Adela dropped a spoon into each bowl. “Sorry. That was... a performance art piece for a class. It didn’t turn out, so don’t worry about it.” 

“I don’t want to be a part of any of your weirdo class projects, you know that! Not after you talked me into getting coated with flour and rolling about the commons area last year. So, was it mushrooms or acid?” Marie chucked her spoon into the sink.

“Neither! It was just an art experiment. And I said I was sorry!” She walked back to her room carrying the bowls and pushed the door open with her foot. 

Marie hopped up from the table and scurried down the hall, sticking her head in Adela’s bedroom door. She grinned. “Well, hello there! I’m Marie, Adela’s roommate.  _ Nice _ bathrobe. Gotta love that kitty on the pocket. Must have been a  _ fun _ night. What’s your name?”

“MAARIEEE!” Adela hissed, “This is my  _ private _ room!” She set the cereal bowls down on her desk and the spoons clattered in the bowls. 

Marie ignored her indignant outburst and pushed her way in. She sat on the bed, leaning in close to Gideon. “So what’s your major? Where are you from? Are you a student? You look a little old to be a student. Did Adela offer to show you her drawings? They say she has talent. How did the two of you meet?” She propped her chin on hands and smiled winsomely, looking him up and down. “You look like you work out. A lot.”

Gideon weathered the storm of her rapid fire interrogation and looked at Adela for direction, “My name is Gideon. I am from Albion. I am not a student. Adela’s drawings are lovely. We met in the cemetery. I have worked, yes?”

“Marie is just  _ leaving _ . Don’t you have a bio paper to write?” Adela shooed Marie out of the room, catching her by the elbow.

“Man, he is really stretching out your bathrobe.” Marie whispered loudly. ”Tell me he’s a part of your art experiment too! Draw some of those large format nudes for me, okay? Oh Adela, he’s a very hot foreign rebound, but isn’t he a little old for you? ”

“You have no idea.” Adela pleaded, “Now, please, can I have a little privacy? Please?”
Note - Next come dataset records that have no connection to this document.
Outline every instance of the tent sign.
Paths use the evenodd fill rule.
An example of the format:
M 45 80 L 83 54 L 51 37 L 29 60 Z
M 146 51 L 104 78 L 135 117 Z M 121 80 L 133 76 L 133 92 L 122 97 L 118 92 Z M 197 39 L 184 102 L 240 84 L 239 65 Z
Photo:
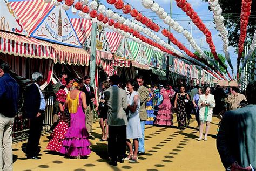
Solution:
M 31 37 L 76 47 L 81 47 L 66 11 L 54 6 L 31 34 Z

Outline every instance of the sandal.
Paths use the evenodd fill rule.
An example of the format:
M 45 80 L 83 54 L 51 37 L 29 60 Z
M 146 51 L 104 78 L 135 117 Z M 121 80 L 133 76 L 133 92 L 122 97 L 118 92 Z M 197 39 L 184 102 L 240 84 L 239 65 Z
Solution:
M 135 163 L 137 162 L 138 162 L 138 156 L 134 155 L 133 155 L 131 160 L 129 161 L 129 163 Z
M 128 156 L 124 159 L 124 160 L 130 160 L 132 158 L 133 154 L 129 154 Z

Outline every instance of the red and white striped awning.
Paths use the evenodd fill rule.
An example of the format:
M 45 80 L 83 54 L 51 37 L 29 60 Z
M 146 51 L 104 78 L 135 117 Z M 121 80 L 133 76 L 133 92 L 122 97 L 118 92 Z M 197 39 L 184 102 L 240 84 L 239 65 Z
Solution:
M 55 63 L 89 65 L 90 55 L 76 48 L 39 40 L 34 38 L 0 32 L 0 52 L 35 58 L 54 60 Z
M 149 70 L 150 67 L 147 65 L 140 64 L 138 62 L 135 61 L 132 61 L 132 66 L 143 70 Z
M 25 30 L 30 34 L 53 5 L 44 0 L 10 2 Z
M 121 42 L 123 36 L 116 32 L 108 32 L 106 33 L 109 46 L 112 53 L 114 53 Z
M 91 32 L 91 21 L 85 18 L 71 18 L 70 21 L 80 43 L 84 44 Z
M 114 60 L 112 61 L 113 65 L 115 67 L 129 67 L 131 61 L 129 60 L 123 60 L 114 58 Z
M 33 38 L 0 32 L 0 52 L 25 57 L 54 60 L 54 49 Z

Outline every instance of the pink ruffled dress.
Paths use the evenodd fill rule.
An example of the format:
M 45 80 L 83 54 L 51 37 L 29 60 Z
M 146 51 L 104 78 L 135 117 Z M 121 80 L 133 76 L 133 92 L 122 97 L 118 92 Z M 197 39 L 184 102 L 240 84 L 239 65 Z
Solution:
M 163 102 L 158 106 L 159 110 L 157 112 L 154 124 L 158 125 L 173 125 L 172 120 L 172 108 L 170 99 L 175 94 L 173 89 L 166 90 L 162 89 L 160 94 L 163 95 L 164 100 Z
M 72 157 L 83 157 L 91 153 L 88 140 L 89 134 L 85 127 L 85 114 L 82 107 L 81 92 L 77 97 L 79 98 L 77 111 L 75 113 L 70 113 L 70 127 L 68 129 L 59 151 L 61 153 Z

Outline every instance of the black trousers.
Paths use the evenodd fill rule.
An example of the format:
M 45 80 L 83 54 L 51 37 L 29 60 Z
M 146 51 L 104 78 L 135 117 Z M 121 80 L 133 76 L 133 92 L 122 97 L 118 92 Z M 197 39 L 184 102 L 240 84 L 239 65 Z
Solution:
M 44 118 L 43 111 L 40 111 L 40 116 L 31 118 L 29 120 L 30 129 L 26 148 L 26 156 L 28 158 L 37 156 L 39 152 L 38 146 Z
M 126 126 L 109 125 L 108 151 L 110 159 L 124 158 L 126 149 Z

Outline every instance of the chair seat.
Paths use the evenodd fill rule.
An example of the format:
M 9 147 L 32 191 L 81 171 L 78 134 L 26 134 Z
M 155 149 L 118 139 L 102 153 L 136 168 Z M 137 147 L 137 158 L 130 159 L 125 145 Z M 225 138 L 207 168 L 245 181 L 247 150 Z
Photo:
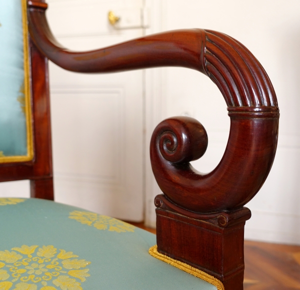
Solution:
M 151 256 L 156 236 L 82 208 L 0 198 L 0 290 L 216 290 Z

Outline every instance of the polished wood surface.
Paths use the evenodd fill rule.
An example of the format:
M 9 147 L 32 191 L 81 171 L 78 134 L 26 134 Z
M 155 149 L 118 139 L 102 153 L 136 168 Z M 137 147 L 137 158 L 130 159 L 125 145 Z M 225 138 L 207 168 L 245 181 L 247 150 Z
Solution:
M 156 234 L 142 222 L 129 222 Z M 245 240 L 244 250 L 244 290 L 300 290 L 300 246 Z
M 29 41 L 34 158 L 28 162 L 0 164 L 0 182 L 30 180 L 32 197 L 53 200 L 48 60 Z
M 168 124 L 161 124 L 156 128 L 150 145 L 152 164 L 158 184 L 174 204 L 202 213 L 238 208 L 257 193 L 274 159 L 279 110 L 266 72 L 238 42 L 212 30 L 184 30 L 148 36 L 100 50 L 75 52 L 58 43 L 48 26 L 44 9 L 32 2 L 28 2 L 28 23 L 30 36 L 37 47 L 66 70 L 111 72 L 178 66 L 206 74 L 223 94 L 230 118 L 230 137 L 224 156 L 215 170 L 206 174 L 200 174 L 188 164 L 193 159 L 189 160 L 188 156 L 175 162 L 166 160 L 163 156 L 168 154 L 168 148 L 160 148 L 159 144 L 176 143 L 174 150 L 184 146 L 172 130 L 184 134 L 184 128 L 188 126 L 188 121 L 175 124 L 173 120 L 170 124 L 171 121 L 166 120 Z M 166 138 L 164 130 L 171 132 L 172 136 Z M 190 132 L 184 135 L 189 140 L 187 143 L 192 142 L 192 134 Z M 201 137 L 198 140 L 205 142 Z M 197 148 L 194 147 L 196 152 Z M 198 147 L 198 150 L 203 148 Z M 186 152 L 188 149 L 182 151 Z
M 35 45 L 66 70 L 112 72 L 183 66 L 206 74 L 218 86 L 230 128 L 224 155 L 212 172 L 201 174 L 189 163 L 200 158 L 208 146 L 205 129 L 198 122 L 170 118 L 154 132 L 151 162 L 164 194 L 155 200 L 158 250 L 213 274 L 226 290 L 242 290 L 244 226 L 250 216 L 243 206 L 268 174 L 278 135 L 276 96 L 258 60 L 232 38 L 201 29 L 167 32 L 95 50 L 72 52 L 52 35 L 44 2 L 29 1 L 28 7 Z

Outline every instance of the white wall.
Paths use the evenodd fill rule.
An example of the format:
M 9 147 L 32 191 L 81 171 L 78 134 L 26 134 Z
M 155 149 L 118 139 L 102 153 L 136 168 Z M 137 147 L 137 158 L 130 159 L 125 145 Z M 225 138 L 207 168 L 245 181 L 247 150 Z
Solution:
M 248 239 L 300 244 L 300 134 L 298 128 L 300 122 L 298 114 L 300 102 L 300 2 L 144 1 L 150 10 L 151 22 L 147 34 L 194 28 L 220 31 L 246 45 L 266 70 L 280 110 L 278 146 L 268 178 L 248 204 L 252 217 L 246 222 L 245 236 Z M 113 2 L 116 4 L 118 2 Z M 155 126 L 166 118 L 182 114 L 201 122 L 208 134 L 208 148 L 194 166 L 205 172 L 214 168 L 224 153 L 229 118 L 216 87 L 197 72 L 181 68 L 147 70 L 144 88 L 147 156 L 146 217 L 148 224 L 154 226 L 154 199 L 160 190 L 151 172 L 148 152 Z M 10 184 L 13 185 L 6 182 L 0 184 L 2 196 L 4 192 L 6 196 L 28 196 L 28 182 Z M 25 188 L 25 190 L 20 190 Z M 20 194 L 21 191 L 22 194 Z
M 149 0 L 146 4 L 152 8 L 154 25 L 148 33 L 194 28 L 220 31 L 244 44 L 266 70 L 280 110 L 279 141 L 269 176 L 247 205 L 252 216 L 246 222 L 245 236 L 300 244 L 300 2 Z M 208 148 L 194 166 L 202 172 L 210 171 L 220 160 L 228 137 L 229 118 L 220 92 L 196 71 L 170 68 L 148 74 L 149 82 L 160 88 L 148 88 L 148 98 L 153 96 L 151 90 L 156 92 L 156 99 L 148 102 L 160 108 L 158 114 L 154 110 L 152 119 L 148 119 L 148 128 L 154 119 L 158 122 L 160 118 L 174 116 L 186 114 L 198 119 L 208 131 Z M 158 80 L 156 76 L 156 80 L 158 74 L 160 76 Z M 150 202 L 160 190 L 147 176 Z M 154 222 L 152 208 L 146 215 L 149 224 Z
Marie winked broadly, “Oh say no more. Just keep it down in there and promise me, no crying. I have to say, I’m a bit jealous and I expect a full, detailed, report. Carry on!”

 


	4. Chapter 4

Gideon carefully tasted the food Adela brought him. The milk tasted thin and the overly sweet spongy pellets were unfamiliar to his palate. He ate it out of obligation but felt no desire for any further meals. _Perhaps my innards are still stone_ , he thought, _maybe I am only flesh on the outside_. 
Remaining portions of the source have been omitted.